Zach Saw's Blog: August 2008

Friday, August 29, 2008

Testing PHP on Windows - in 5 seconds! Without installing Apache, IIS or even PHP.

Testing PHP on Windows in less than 5 seconds without installing Apache, IIS or even PHP. Is this possible?
Yes it certainly is - and it's FREE.
QuickPHP is designed spefically for this purpose.
Here are the steps to test PHP on Windows in less than 5 seconds:

Download QuickPHP WebServer (quickphp_webserver.zip) from http://www.zachsaw.com/?pg=quickphp_php_tester_debugger
Unzip the file into C:\QuickPHP
Run QuickPHP.exe from the folder
Hit Start.

That's it!
You can now test your PHP webpages by browsing to http://127.0.0.1:5723 and QuickPHP will run 'index.php' in 'C:\' folder (of course, make sure you have a file called 'C:\index.php' - if not, copy and paste the following code and put them into 'C:\index.php').
If you wish, you can change the webserver's root to your local webpage folder and the default document name to point to your own index file.
index.php:
<?php phpinfo(); ?>
If you need any help, you can visit the QuickPHP forum.

Wednesday, August 20, 2008

Larrabee with FPGA pledge

Following up on my pledge to Intel for including a real-time reprogrammable highspeed FPGA on Larrabee, it looks like it's definitely very useful in a number of applications. With texture filtering being done in hardware with Larrabee running as a GPU, we could reprogram the FPGA to do motion search for H264 encoding. We're now going into a new era where computer engineers are very good in both software and hardware design.

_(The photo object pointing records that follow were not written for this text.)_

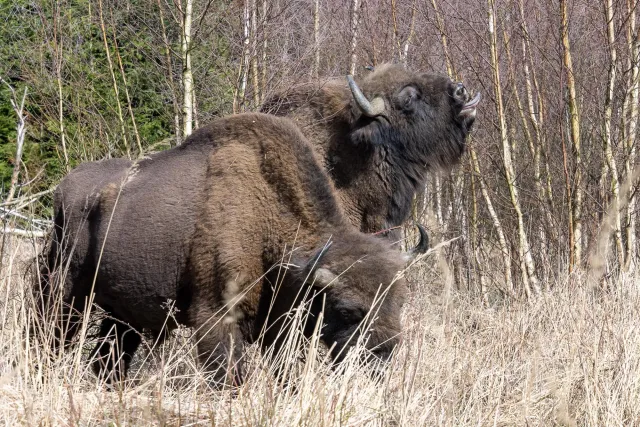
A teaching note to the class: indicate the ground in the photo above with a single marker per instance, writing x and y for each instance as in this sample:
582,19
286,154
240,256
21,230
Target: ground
571,357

I suggested the idea of including an FPGA as part of the CPU to a fellow employee / manager back in Intel but unfortunately, it never got any attention. That was back in year 2001. 7 years following that, we're now seeing companies making full use of FPGAs to accelerate applications that aren't efficient to be run on a CPU. Larrabee solves some of the things I said an FPGA would solve, but there are definitely several other applications out there that would benefit from an FPGA. I also pointed out that Intel should come up with a library (i.e. hardware design) that developers can simply load into the FPGA to accelerate specific types of algos.

Take a look at this.

Larrabee picks it up where CUDA fails

Having read most of the publications by nVidia, ATI/AMD and Intel made available to SIGGRAPH, I have to say, I'm a believer in Larrabee. Most of the problems that plagued CUDA involves having to design and offload only certain parts of the algo which can be suited for GPU and which is small enough in terms of bandwidth utilization across PCIe over to the GPU, and then getting the results back from it via the same path.

The reason this is even being discussed lies in the fault of the whole GPGPU concept. The GPU is good at one thing - being fed textures (compressed) and command that are then pumped through its fat pipelines to get results (rendered image). Use it for something more generic, we have to deal with issues such as the PCIe bandwidth and having to feed the onboard frame buffer with enough contiguous data to work with. Say we have infinite video RAM. Even then, we'll still have to do some parts of the algo on the CPU as the GPU is just incapable of doing things like scalar operations and sequential branching algos (namely tree algos - heck, CUDA doesn't even do recursion) effectively. With a measly PCIe between CPU and GPU, any performance gained will most likely be offset.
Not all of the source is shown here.